Log data is a critical and many a times the only source to indentify the root causes of the problems or some critical business events. With business processes getting more and more complex, it is becoming increasingly difficult to rely on the manual approach of 'search and zero down' on the root cause of the problems. Cogniyug takes a whole new data driven approach to find the Root Causes of the critical events. Based on a patent pending 'pattern mining' algorithm, Cogniyug finds causal patterns providing quick insight into the various possible reasons behind the critical events affecting your business. This comes with innovative visualization and various useful statistical measures so that the Mean Time To Resolution (MTTR) is reduced from hours to seconds.
Using the knowledge of the patterns hidden in your data, Cogniyug opens up a whole new world of predictive intelligence so that you know about the critical events before they actually happen. You can literally search, select a message from search output and have Cogniyug predict it ! You can configure custom actions such as scripts or programs to execute when Cogniyug predicts critical events. Our IT and Telecom customers are using the predictive intelligence capability to prevent the downtime whereas our customers in Retail vertical are using it to grab business opportunities to cross-sell. We encourage you to read our case studies to know how different customers are exploiting 'predictive intelligence' of Cogniyug.
Life is repetitive and so are business processes. Events follow each other to form repetitive patterns. Certain things have to happen in certain order and must finish in certain time frames. These desired patterns depict the normal behaviour of the business processes. You can use 'Watch Points' capability of Cogniyug to watch for such patterns and get alerted or execute a custom script when deviations from the desired patterns are spotted by Cogniyug.
Diverse Data Sources
Cogniyug can consume the data from virtually any data source such as log files, syslogs, event logs, databases, web feeds or SNMP traps generated by machine sensors etc. Cogniyug ships many popular adapters that you can readily use to feed your data into Cogniyug. You can also write your custom adapters in any programming or scripting language of your choice to bring the data into Cogniyug.
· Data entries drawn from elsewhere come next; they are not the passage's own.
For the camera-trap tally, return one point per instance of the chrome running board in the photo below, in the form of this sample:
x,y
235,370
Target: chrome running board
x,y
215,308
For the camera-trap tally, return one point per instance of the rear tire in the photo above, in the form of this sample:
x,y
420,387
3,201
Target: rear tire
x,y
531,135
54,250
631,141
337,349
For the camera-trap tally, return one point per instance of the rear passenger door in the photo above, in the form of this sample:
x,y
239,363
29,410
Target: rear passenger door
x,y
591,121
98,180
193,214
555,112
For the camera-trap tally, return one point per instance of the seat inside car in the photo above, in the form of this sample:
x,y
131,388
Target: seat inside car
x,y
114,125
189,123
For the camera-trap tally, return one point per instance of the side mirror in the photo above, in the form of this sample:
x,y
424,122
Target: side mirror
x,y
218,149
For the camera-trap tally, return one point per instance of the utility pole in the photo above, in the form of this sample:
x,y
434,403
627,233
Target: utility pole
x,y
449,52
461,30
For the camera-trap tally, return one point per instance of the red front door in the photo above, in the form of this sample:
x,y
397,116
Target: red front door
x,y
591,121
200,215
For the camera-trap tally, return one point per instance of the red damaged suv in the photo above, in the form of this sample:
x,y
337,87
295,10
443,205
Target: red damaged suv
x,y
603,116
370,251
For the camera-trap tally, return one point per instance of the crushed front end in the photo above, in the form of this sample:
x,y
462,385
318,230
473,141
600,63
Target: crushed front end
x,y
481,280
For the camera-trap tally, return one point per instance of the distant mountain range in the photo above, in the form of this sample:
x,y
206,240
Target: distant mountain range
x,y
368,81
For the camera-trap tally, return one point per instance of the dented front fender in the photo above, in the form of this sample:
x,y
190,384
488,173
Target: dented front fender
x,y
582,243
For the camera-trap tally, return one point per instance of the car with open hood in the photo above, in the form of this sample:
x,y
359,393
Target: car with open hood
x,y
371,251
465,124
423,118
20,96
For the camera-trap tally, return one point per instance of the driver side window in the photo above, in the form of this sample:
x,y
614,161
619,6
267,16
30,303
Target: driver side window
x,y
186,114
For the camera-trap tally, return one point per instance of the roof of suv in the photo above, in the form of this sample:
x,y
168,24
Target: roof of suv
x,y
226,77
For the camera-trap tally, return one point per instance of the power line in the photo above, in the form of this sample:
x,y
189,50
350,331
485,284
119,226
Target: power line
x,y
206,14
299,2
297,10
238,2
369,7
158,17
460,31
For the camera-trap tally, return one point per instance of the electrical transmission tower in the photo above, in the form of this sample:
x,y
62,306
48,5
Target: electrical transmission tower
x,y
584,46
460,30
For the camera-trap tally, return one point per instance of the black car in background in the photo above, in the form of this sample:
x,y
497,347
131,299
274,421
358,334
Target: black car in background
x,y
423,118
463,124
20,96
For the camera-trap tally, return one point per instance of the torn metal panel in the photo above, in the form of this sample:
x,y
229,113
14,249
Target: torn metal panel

If you need any help for writing the adapters, please feel free to write to us on firstname.lastname@example.org
Cogniyug provides fantastic search capability with strong support for grammar and expressions. You can search with time relevance and locate the exact instance of the log message from terabytes of data.
Custom BI reports
Coupled with Cogniyug's search capability, you can select the data and process it externally in any programming or scripting language that you may know to produce custom BI reports on the data stored inside Cogniyug.
Cogniyug learns the behaviour of your business processes based on the data you feed and determines the normal behavioural patterns. It starts watching for the expected patterns and spots anomalies in real time. Cogniyug also provides an executive dashboard providing instantaneous health status of your business processes based on the data, anomalies seen and other vital statistics that it learns in real time.
Metadata is data about the data. Cogniyug supports metadata in simple key-value pair format and allows you to add as many key-value pairs as you like so that you can enrich your data. It forms vital part of the data as it helps you to correctly categorize the data, perform fast searches and visualize it better. Ideally, you add metadata at the time of data import (at the data adapter level) but you may also add the metadata at a later stage if you wish to do so.
Elastic Horizontal Scaling
Cogniyug is designed to scale horizontally. You can install every component of Cogniyug on a separate server or install all the components on a single server or install multiple instances of a component on multiple servers. Cogniyug architecture is pretty flexible. It allows you to add nodes when load increases and remove the nodes when load reduces.